For stochastic adaptive gradient-based methods, including RMSprop, Adadelta, Adam, Nadam, and AMSgrad, which are famous stochastic optimization method commonly used in machine learning and deep learning, the Chapter \ref{chapter-adam} provides a concise and rigorous proof of the almost sure convergence guarantees towards a critical point in the context of smooth and non-convex objective functions. To the best of our knowledge, this work offers the first almost sure convergence rates for these stochastic adaptive gradient-based methods. For non-convex objective functions, we show that a weighted average of the squared gradient norms in each aforementioned method achieves a unified convergence rate of $o(1/{t^{\frac{1}{2}-\theta}})$ for all $\theta\in\left(0,\frac{1}{2}\right)$. Moreover, for strongly convex objective functions, the convergence rates for RMSprop and Adadelta can be further improved to $o(1/{t^{1-\theta}})$ for all $\theta\in\left(0,\frac{1}{2}\right)$.

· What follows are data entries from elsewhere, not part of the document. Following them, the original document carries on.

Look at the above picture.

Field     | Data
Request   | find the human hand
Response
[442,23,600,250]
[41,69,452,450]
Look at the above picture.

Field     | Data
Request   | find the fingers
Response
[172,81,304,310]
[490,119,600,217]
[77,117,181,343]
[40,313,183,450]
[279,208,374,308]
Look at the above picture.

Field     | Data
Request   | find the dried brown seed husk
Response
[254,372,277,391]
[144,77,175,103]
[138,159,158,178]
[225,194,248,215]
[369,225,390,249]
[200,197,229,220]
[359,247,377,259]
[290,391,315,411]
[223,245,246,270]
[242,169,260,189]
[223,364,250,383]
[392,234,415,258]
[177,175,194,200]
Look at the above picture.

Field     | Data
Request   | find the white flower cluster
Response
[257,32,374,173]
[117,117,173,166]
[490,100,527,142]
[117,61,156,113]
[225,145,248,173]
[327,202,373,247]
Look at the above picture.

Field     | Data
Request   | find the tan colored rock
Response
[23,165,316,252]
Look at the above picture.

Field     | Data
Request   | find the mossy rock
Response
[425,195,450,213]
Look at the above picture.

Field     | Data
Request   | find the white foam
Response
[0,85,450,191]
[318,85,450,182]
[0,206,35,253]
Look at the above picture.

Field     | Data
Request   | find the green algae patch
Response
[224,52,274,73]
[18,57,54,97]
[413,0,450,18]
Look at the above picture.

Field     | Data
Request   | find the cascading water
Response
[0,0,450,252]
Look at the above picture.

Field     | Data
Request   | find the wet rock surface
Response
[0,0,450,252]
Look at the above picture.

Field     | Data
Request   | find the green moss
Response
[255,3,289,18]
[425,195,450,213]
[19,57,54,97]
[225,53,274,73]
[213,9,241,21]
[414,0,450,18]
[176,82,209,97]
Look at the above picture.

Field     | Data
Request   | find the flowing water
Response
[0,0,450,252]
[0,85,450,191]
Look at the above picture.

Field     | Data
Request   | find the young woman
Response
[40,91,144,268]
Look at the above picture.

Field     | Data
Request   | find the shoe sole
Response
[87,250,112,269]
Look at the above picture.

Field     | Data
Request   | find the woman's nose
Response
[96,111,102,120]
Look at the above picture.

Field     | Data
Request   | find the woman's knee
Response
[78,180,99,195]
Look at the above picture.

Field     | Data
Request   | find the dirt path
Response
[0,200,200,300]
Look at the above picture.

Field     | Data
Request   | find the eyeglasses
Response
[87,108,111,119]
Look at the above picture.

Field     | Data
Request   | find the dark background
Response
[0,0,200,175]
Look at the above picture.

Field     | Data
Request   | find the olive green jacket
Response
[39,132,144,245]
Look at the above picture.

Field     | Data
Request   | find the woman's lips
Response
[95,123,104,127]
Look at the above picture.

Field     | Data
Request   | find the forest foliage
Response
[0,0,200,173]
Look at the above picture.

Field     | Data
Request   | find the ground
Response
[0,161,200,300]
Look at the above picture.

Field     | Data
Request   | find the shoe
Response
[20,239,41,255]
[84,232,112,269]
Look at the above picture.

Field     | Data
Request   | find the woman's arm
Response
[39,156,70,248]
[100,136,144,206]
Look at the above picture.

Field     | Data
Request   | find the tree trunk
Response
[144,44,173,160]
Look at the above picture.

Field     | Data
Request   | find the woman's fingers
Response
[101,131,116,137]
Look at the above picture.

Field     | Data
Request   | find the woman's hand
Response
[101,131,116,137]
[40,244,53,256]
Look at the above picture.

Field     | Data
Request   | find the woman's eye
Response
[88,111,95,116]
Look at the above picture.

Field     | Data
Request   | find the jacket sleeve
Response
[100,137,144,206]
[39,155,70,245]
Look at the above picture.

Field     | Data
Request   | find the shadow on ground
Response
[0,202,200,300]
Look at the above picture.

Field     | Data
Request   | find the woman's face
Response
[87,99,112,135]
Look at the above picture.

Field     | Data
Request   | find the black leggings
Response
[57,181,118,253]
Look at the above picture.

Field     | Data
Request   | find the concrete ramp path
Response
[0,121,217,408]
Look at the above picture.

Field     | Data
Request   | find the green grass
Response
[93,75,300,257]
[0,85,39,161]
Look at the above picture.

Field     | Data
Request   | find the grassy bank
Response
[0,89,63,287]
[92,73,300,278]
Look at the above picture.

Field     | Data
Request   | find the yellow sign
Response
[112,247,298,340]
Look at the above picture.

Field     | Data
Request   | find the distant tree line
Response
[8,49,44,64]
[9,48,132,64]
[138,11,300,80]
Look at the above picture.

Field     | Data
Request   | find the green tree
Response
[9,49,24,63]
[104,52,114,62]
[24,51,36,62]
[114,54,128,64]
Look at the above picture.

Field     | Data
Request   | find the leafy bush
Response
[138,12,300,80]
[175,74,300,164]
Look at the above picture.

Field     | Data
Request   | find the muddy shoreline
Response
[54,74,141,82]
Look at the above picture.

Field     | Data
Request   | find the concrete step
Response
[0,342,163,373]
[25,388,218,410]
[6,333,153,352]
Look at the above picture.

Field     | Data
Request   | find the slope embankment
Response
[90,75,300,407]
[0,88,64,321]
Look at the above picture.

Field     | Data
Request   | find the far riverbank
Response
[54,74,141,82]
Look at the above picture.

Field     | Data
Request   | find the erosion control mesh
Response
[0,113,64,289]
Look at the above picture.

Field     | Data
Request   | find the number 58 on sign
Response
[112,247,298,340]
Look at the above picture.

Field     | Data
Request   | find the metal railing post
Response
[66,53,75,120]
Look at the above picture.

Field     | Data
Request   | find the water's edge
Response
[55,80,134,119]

As a locking-free parallel stochastic gradient descent algorithm, Hogwild! algorithm is commonly used for training large-scale machine learning models. In Chapter \ref{chapter-hogwild}, we will provide an almost sure convergence rates analysis for Hogwild! algorithm under different assumptions on the loss function. We first prove its almost sure convergence rate on strongly convex function, which matches the optimal convergence rate of the classic stochastic gradient descent (SGD) method to an arbitrarily small error. For non-convex loss function, a weighted average of the squared gradient, as well as the last iterations of the algorithm converges to zero almost surely. We also provide a last-iterate almost sure convergence rate analysis for this method on general convex smooth functions.